明知遠山家(あけちとおやまけ)は、美濃国土岐郡遠山荘(現在の岐阜県恵那市、中津川市、瑞浪市の一部)を本拠とした遠山氏の一族です。鎌倉時代初期に遠山景朝の次男である遠山景重が遠山荘の淡気郷(手向郷)を相続し、明知城を築いたのが始まりとされています。

特徴と歴史:
 * 美濃遠山氏の一派: 明知遠山氏は、藤原利仁を祖とする加藤氏の流れを汲む美濃遠山氏の一門です。
 * 明知城を拠点: 鎌倉時代から明治時代の版籍奉還まで、約650年にわたり明知の地を支配しました。これは美濃の武家の中でも数少ない例です。

 * 戦国時代の動向:
   * 戦国時代には、他の遠山氏一族(岩村遠山氏、苗木遠山氏など)と共に勢力を持ち、「遠山七家」あるいは特に有力な三家を指す「三遠山」の一つに数えられました。
   * 織田信長と武田信玄の争いに巻き込まれ、一時は武田氏の侵攻により明知城を失陥しました。
   * 本能寺の変後、羽柴秀吉(豊臣秀吉)の勢力が拡大する中で、当主の遠山利景は徳川家康に従いました。
   * 関ヶ原の戦いでは東軍に与し、その功績により旧領を回復し、江戸時代には6531石の交代寄合(参勤交代を行う旗本)となりました。
 * 江戸時代: 明知城は一国一城令により廃城となり、代わりに明知陣屋を本拠地としました。
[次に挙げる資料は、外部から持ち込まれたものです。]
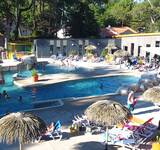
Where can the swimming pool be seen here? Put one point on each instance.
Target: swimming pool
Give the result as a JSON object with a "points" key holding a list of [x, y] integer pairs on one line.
{"points": [[52, 69], [77, 88]]}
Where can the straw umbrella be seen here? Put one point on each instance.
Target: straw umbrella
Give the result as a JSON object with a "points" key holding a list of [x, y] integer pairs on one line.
{"points": [[152, 94], [21, 127], [90, 47], [107, 113], [121, 53]]}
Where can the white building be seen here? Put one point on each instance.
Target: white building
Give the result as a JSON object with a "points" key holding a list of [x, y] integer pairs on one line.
{"points": [[143, 44]]}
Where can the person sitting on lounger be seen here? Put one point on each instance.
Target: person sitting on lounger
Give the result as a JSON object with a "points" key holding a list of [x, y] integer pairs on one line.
{"points": [[131, 101]]}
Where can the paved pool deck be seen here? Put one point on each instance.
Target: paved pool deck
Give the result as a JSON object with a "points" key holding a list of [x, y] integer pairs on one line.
{"points": [[65, 114]]}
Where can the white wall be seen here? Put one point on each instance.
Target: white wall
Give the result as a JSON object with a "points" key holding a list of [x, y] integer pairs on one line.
{"points": [[141, 41]]}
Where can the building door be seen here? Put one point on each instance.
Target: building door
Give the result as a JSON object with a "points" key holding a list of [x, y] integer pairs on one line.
{"points": [[132, 49]]}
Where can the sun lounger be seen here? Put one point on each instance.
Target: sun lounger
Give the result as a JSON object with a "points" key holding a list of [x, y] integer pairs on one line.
{"points": [[52, 133], [143, 128]]}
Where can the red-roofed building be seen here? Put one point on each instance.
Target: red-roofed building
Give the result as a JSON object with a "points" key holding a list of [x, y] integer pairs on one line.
{"points": [[109, 31]]}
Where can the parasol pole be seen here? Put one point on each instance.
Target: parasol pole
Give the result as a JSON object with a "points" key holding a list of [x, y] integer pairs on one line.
{"points": [[107, 133]]}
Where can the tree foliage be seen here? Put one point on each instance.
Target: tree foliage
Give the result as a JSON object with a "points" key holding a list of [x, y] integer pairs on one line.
{"points": [[81, 18]]}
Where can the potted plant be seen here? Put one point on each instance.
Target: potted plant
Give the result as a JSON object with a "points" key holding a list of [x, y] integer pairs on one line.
{"points": [[156, 142], [34, 75]]}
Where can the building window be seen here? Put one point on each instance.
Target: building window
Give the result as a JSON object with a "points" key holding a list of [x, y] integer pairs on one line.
{"points": [[148, 45], [157, 44]]}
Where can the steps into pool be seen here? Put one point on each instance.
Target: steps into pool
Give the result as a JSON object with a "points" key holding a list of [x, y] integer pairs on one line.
{"points": [[47, 103]]}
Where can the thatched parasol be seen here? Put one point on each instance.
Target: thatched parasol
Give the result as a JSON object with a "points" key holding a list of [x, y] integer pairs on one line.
{"points": [[121, 53], [90, 47], [107, 113], [152, 94], [22, 127]]}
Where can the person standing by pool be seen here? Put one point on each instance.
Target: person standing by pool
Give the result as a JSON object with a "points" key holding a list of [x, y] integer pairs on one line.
{"points": [[131, 101], [5, 94], [20, 99]]}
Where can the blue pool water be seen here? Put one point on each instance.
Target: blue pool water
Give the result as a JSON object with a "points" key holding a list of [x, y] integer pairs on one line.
{"points": [[78, 88]]}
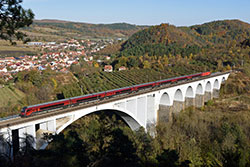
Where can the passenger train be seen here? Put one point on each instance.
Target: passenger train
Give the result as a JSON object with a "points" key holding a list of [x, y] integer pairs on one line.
{"points": [[74, 101]]}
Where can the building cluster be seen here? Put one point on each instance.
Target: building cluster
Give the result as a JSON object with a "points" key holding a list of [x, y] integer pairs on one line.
{"points": [[56, 56]]}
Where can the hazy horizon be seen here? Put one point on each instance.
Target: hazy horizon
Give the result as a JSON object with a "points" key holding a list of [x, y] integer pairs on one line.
{"points": [[140, 12]]}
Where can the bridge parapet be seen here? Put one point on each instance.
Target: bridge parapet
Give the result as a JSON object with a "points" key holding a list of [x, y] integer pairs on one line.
{"points": [[137, 109]]}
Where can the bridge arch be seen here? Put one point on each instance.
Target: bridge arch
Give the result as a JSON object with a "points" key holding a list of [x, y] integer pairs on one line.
{"points": [[199, 89], [127, 116], [190, 92], [178, 96], [208, 87], [165, 99], [216, 84]]}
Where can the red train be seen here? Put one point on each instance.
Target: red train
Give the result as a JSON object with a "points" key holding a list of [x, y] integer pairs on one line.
{"points": [[71, 102]]}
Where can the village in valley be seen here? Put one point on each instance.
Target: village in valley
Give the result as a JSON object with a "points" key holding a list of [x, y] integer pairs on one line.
{"points": [[56, 56]]}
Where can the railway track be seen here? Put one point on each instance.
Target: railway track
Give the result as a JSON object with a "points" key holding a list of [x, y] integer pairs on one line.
{"points": [[16, 119]]}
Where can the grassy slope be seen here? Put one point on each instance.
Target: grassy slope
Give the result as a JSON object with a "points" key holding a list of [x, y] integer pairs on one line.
{"points": [[8, 96]]}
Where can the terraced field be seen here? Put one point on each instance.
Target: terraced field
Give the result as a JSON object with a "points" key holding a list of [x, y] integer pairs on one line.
{"points": [[9, 96]]}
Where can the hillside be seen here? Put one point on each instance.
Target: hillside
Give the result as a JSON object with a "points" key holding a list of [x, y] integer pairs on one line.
{"points": [[175, 40], [60, 30]]}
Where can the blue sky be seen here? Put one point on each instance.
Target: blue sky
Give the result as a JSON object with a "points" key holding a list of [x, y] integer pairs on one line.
{"points": [[141, 12]]}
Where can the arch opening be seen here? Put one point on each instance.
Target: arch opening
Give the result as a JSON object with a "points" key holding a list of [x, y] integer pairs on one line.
{"points": [[189, 92], [165, 99], [208, 87], [178, 96], [132, 122], [199, 89], [216, 84]]}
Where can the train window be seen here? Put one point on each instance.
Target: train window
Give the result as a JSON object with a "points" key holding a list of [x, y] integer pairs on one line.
{"points": [[23, 110]]}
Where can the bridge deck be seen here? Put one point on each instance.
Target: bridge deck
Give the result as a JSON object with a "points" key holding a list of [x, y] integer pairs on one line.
{"points": [[19, 120]]}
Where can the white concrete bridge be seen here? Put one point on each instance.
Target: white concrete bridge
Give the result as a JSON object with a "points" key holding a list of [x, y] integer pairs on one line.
{"points": [[144, 108]]}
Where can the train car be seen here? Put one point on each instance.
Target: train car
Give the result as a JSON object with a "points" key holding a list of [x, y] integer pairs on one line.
{"points": [[27, 111]]}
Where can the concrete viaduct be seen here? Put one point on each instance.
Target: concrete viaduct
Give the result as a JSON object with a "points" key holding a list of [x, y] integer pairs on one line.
{"points": [[144, 108]]}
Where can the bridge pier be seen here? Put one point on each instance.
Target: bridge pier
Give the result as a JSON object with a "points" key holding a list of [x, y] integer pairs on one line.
{"points": [[178, 106], [216, 93], [208, 96], [189, 101], [165, 113], [199, 100], [137, 109]]}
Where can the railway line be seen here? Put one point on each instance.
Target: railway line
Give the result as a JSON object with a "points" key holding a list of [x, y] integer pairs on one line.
{"points": [[16, 119]]}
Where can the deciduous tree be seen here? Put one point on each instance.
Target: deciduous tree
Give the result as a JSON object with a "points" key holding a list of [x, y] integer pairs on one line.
{"points": [[12, 18]]}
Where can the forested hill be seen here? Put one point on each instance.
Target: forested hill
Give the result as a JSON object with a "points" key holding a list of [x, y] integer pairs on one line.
{"points": [[168, 38], [58, 29]]}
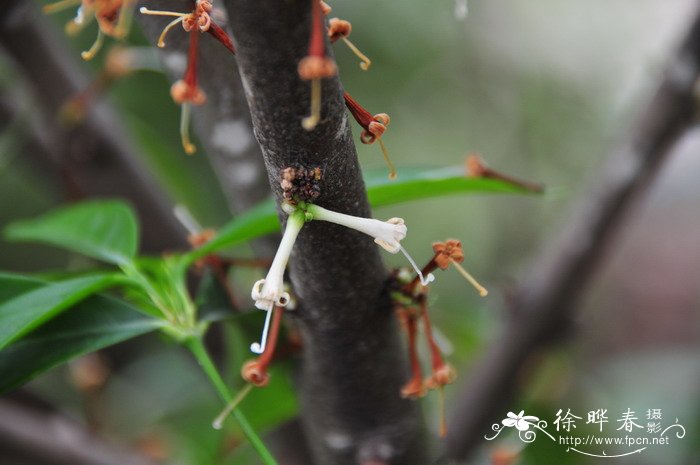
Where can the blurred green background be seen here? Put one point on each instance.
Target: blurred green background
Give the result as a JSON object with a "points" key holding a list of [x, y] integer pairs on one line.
{"points": [[541, 90]]}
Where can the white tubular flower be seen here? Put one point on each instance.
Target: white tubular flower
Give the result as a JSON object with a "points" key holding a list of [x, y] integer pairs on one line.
{"points": [[387, 234], [269, 292]]}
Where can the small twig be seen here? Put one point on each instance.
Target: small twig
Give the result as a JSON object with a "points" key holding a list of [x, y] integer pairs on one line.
{"points": [[546, 300]]}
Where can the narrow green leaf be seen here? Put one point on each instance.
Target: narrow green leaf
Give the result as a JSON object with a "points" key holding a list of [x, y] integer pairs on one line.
{"points": [[35, 306], [418, 184], [412, 184], [258, 221], [92, 325], [102, 229]]}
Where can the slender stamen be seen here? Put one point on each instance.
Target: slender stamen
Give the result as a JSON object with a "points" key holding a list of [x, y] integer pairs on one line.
{"points": [[365, 62], [187, 145], [481, 289], [218, 422], [314, 117], [60, 6], [96, 46], [166, 29], [424, 280], [145, 11], [441, 409], [126, 14], [259, 348], [390, 165]]}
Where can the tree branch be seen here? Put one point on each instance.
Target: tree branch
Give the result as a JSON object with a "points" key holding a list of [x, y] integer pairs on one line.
{"points": [[32, 437], [545, 302], [352, 367]]}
5代当主の遠山伊清の時代からは江戸常駐の旗本寄合席となり、明知には代官が置かれました。
 * 菩提寺: 江戸時代以降の菩提寺は、岐阜県恵那市明智町にある龍護寺で、歴代の墓が現存しています。

 * 家紋:
   * 定紋:丸に二つ引両 - 足利氏の家紋を下賜されたとされています。
   * 替紋:丸に六本格子 - 元々使用していた家紋と考えられています。
   * 替紋:丸に九字 - 『寛永系図』に記載があります。
   * その他、分家では遠山九字直違も使用されました。

 * 著名な人物:
   * 遠山景重: 明知遠山家の始祖。
   * 遠山利景: 戦国時代から江戸時代初期にかけて活躍し、旧領を回復した当主。
   * 遠山景元(遠山の金さん): 明知遠山家から分かれた旗本家の出身で、江戸町奉行として活躍したことで有名です。

明智光秀との関係:
明知城は明智光秀の「誕生の城」とも言われることがありますが、史料的な裏付けは乏しく、近年では美濃国可児郡の明智長山城が有力視されています。ただし、明知遠山氏と光秀の出自である土岐明智氏は同族の可能性も指摘されています。
明知遠山家は、鎌倉時代から江戸時代を通じてこの地域に根を張り、歴史の中で様々な変遷を辿った家柄です。